In molecular biology, the polymerase chain reaction (PCR) is a technique to amplify a single or few copies of a piece of DNA across several orders of magnitude, generating millions or more copies of a particular DNA sequence. The method relies on thermal cycling, consisting of cycles of repeated heating and cooling of the reaction for DNA melting and enzymatic replication of the DNA. Primers (short DNA fragments) containing sequences complementary to the target region along with a DNA polymerase (after which the method is named) are key components to enable selective and repeated amplification. As PCR progresses, the DNA generated is itself used as a template for replication, setting in motion a chain reaction in which the DNA template is exponentially amplified. PCR can be extensively modified to perform a wide array of genetic manipulations.

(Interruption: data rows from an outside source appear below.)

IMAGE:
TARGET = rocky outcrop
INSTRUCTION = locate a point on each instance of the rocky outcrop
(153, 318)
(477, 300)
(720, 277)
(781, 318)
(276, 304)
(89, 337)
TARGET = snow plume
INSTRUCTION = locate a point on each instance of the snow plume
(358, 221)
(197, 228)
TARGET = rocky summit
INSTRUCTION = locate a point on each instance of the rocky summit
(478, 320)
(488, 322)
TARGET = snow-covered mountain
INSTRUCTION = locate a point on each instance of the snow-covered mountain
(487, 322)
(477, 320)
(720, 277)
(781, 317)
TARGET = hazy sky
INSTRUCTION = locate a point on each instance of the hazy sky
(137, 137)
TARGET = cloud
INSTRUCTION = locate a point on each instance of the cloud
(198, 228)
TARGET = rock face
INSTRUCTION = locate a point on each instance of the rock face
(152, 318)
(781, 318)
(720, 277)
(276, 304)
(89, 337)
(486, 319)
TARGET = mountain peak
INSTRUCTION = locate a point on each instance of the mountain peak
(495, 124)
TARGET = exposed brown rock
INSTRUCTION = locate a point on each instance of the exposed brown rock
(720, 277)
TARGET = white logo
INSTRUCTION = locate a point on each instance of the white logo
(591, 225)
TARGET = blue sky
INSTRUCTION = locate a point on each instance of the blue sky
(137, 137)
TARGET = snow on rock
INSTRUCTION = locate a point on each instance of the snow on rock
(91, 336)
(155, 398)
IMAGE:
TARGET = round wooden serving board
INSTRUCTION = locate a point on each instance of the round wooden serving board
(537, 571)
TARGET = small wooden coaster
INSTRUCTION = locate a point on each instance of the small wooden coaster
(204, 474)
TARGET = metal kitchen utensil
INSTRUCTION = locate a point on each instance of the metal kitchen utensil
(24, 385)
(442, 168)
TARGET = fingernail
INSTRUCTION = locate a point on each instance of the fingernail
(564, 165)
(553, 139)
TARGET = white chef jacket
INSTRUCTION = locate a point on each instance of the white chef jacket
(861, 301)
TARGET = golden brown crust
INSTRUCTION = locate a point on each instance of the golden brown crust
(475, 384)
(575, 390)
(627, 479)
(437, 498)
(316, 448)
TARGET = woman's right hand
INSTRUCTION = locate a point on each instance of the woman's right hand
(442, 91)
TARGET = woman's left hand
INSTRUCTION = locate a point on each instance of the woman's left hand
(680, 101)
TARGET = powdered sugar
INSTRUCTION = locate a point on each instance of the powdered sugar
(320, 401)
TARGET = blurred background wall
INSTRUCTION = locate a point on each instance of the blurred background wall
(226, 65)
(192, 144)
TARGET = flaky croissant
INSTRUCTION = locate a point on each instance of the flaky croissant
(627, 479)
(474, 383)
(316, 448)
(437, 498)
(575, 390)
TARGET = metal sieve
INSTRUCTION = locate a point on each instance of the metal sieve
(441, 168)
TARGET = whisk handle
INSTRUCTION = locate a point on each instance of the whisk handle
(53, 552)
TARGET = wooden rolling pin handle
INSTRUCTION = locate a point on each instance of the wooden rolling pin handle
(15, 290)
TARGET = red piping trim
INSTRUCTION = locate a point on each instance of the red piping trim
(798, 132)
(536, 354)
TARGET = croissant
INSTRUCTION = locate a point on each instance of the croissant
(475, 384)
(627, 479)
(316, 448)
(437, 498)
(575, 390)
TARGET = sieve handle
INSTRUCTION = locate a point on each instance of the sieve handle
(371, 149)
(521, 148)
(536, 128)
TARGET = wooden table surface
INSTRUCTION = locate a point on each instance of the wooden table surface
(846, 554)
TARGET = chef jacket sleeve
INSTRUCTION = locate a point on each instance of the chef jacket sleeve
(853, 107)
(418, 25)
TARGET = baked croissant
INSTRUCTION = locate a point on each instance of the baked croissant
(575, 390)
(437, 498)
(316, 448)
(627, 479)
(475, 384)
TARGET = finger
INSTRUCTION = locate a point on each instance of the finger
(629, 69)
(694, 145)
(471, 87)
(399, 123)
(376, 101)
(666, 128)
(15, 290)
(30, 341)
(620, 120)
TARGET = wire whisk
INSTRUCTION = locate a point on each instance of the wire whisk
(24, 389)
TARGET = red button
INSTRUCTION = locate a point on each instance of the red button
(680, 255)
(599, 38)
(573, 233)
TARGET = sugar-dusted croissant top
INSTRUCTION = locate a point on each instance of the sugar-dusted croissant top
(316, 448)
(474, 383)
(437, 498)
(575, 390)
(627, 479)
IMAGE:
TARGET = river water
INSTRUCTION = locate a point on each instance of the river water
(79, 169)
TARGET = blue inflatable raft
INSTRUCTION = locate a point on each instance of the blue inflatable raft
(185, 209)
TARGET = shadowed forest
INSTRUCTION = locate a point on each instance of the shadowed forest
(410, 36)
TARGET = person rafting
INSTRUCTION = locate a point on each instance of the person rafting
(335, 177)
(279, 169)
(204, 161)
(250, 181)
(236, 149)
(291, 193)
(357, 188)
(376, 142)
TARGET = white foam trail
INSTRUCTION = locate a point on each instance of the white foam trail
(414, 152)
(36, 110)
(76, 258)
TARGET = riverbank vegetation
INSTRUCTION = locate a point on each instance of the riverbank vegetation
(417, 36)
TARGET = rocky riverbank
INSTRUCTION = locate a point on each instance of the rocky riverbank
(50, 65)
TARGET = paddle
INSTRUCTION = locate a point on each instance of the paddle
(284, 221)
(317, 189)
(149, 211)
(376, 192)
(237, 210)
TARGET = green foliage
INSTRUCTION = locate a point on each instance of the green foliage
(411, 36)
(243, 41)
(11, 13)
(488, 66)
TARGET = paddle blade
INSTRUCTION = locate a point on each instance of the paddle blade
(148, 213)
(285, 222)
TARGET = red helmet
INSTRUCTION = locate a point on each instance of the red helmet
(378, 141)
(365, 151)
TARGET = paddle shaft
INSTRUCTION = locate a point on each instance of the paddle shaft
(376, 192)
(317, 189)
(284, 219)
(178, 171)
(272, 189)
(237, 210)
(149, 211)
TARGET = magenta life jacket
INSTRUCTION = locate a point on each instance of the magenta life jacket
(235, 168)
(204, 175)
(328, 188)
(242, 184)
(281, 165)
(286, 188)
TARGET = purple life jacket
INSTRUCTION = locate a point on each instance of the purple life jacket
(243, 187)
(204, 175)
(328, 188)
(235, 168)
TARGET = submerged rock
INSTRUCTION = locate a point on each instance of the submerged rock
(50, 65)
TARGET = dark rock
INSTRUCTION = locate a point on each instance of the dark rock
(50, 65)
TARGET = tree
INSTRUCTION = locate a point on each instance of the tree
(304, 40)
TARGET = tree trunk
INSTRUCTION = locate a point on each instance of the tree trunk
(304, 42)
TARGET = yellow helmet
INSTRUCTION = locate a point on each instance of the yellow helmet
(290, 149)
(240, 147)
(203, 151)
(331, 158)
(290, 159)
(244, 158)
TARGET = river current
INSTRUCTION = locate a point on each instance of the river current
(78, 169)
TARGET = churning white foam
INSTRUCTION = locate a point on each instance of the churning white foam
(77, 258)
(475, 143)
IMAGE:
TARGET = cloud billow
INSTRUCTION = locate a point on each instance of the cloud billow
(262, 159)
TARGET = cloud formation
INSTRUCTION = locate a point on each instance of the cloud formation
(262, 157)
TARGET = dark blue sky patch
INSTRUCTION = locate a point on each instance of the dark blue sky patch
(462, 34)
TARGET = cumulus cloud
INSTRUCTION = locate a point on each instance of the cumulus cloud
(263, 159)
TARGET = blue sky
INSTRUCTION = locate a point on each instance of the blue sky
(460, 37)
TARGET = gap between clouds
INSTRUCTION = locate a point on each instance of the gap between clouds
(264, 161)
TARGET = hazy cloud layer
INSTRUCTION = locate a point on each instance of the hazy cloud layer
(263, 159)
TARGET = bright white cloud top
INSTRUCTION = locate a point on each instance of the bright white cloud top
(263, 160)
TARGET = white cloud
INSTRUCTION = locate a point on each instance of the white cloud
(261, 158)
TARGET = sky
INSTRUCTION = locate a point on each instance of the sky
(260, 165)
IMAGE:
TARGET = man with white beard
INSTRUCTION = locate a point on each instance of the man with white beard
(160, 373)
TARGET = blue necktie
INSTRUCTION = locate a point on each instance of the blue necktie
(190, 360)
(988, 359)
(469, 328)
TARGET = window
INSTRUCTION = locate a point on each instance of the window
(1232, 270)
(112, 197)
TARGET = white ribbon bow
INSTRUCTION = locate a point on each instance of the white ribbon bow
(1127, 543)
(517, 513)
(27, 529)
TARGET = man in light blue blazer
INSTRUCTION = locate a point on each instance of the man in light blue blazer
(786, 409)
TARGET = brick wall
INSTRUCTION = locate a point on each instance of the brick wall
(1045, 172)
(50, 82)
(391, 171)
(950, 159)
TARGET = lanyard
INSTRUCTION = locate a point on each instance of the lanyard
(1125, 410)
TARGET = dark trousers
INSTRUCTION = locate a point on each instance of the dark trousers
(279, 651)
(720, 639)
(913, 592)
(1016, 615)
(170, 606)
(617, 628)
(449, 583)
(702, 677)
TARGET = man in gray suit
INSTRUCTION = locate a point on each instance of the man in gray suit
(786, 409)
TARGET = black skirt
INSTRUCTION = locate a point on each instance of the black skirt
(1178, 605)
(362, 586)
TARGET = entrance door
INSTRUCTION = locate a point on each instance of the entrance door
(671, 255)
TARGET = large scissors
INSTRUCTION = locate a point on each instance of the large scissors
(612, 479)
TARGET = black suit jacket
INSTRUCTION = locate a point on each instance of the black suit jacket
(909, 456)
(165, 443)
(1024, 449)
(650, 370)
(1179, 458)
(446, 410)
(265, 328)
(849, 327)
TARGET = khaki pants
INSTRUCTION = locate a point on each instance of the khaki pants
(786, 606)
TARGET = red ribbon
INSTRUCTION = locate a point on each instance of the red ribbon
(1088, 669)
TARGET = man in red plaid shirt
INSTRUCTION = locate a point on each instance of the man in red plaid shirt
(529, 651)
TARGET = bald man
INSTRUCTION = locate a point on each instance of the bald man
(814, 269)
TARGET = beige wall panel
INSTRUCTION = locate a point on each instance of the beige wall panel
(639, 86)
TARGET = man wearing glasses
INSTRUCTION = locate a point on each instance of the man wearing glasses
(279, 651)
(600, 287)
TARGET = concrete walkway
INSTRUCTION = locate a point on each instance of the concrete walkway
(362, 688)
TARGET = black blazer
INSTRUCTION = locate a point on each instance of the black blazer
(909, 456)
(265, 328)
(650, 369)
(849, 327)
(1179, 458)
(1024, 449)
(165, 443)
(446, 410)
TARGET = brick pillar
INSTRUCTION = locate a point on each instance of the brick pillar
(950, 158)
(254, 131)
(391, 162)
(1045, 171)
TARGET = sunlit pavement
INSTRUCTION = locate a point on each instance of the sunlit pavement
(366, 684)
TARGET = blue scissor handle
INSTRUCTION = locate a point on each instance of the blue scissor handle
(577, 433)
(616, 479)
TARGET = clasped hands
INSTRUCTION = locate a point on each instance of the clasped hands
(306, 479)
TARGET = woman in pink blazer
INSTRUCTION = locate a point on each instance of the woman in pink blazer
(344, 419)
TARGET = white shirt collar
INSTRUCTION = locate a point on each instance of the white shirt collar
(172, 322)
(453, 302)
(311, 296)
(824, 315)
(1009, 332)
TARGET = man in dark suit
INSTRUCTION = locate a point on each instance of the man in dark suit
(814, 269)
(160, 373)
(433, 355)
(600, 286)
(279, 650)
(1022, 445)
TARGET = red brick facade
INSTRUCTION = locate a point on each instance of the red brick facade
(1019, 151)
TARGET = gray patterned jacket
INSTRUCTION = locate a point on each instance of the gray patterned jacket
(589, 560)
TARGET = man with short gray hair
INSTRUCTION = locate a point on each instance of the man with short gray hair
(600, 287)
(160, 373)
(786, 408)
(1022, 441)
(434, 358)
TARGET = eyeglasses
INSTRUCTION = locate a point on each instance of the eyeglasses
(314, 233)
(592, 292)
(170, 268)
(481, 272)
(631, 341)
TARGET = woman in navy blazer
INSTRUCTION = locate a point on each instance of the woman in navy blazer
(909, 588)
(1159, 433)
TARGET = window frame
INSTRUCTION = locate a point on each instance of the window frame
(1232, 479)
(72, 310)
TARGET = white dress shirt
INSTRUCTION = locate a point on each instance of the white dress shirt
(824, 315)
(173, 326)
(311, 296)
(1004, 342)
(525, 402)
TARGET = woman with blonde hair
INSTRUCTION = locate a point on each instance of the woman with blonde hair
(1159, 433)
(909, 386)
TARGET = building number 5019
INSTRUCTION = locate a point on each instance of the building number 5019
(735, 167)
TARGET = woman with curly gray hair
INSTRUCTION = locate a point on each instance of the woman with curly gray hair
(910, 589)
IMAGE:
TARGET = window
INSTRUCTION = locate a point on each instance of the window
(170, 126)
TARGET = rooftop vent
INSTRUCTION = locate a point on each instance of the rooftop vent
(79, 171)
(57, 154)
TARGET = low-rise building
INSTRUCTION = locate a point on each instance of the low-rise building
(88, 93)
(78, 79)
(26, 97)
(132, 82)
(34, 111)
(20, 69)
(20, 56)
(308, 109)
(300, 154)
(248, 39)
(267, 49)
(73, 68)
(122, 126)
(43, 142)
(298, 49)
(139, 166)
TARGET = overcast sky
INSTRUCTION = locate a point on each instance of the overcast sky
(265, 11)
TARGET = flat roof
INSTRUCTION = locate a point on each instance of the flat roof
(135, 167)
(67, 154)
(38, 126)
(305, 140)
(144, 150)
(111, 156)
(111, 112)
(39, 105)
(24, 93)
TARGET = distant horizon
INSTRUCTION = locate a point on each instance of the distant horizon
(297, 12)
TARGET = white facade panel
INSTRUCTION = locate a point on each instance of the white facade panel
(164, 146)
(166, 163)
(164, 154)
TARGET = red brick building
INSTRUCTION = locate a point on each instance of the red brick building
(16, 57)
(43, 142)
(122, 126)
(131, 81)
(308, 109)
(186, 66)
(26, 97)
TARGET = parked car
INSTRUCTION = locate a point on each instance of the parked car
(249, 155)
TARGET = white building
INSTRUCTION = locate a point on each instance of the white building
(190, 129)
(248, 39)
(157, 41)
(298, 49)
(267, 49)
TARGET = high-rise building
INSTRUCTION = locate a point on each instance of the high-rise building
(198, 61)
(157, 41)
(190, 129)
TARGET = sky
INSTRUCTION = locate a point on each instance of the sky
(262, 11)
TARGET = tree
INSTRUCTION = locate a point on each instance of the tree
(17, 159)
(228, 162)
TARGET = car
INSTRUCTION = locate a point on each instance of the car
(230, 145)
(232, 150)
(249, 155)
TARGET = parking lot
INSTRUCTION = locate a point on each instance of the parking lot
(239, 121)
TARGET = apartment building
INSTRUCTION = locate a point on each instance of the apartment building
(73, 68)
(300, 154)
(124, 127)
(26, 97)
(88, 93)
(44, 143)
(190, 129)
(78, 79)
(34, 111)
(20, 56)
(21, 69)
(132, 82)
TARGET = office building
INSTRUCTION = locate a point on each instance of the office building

Almost all PCR applications employ a heat-stable DNA polymerase, such as Taq polymerase, an enzyme originally isolated from the bacterium Thermus aquaticus. This DNA polymerase enzymatically assembles a new DNA strand from DNA building blocks, the nucleotides, by using single-stranded DNA as a template and DNA oligonucleotides (also called DNA primers), which are required for initiation of DNA synthesis. The vast majority of PCR methods use thermal cycling, i.e., alternately heating and cooling the PCR sample to a defined series of temperature steps. These thermal cycling steps are necessary to physically separate the strands (at high temperatures) in a DNA double helix (DNA melting) used as the template during DNA synthesis (at lower temperatures) by the DNA polymerase to selectively amplify the target DNA. The selectivity of PCR results from the use of primers that are complementary to the DNA region targeted for amplification under specific thermal cycling conditions.

Developed in 1984 by Kary Mullis, PCR is now a common and often indispensable technique used in medical and biological research labs for a variety of applications. These include DNA cloning for sequencing, DNA-based phylogeny, or functional analysis of genes; the diagnosis of hereditary diseases; the identification of genetic fingerprints (used in forensic sciences and paternity testing); and the detection and diagnosis of infectious diseases. In 1993 Mullis was awarded the Nobel Prize in Chemistry for his work on PCR.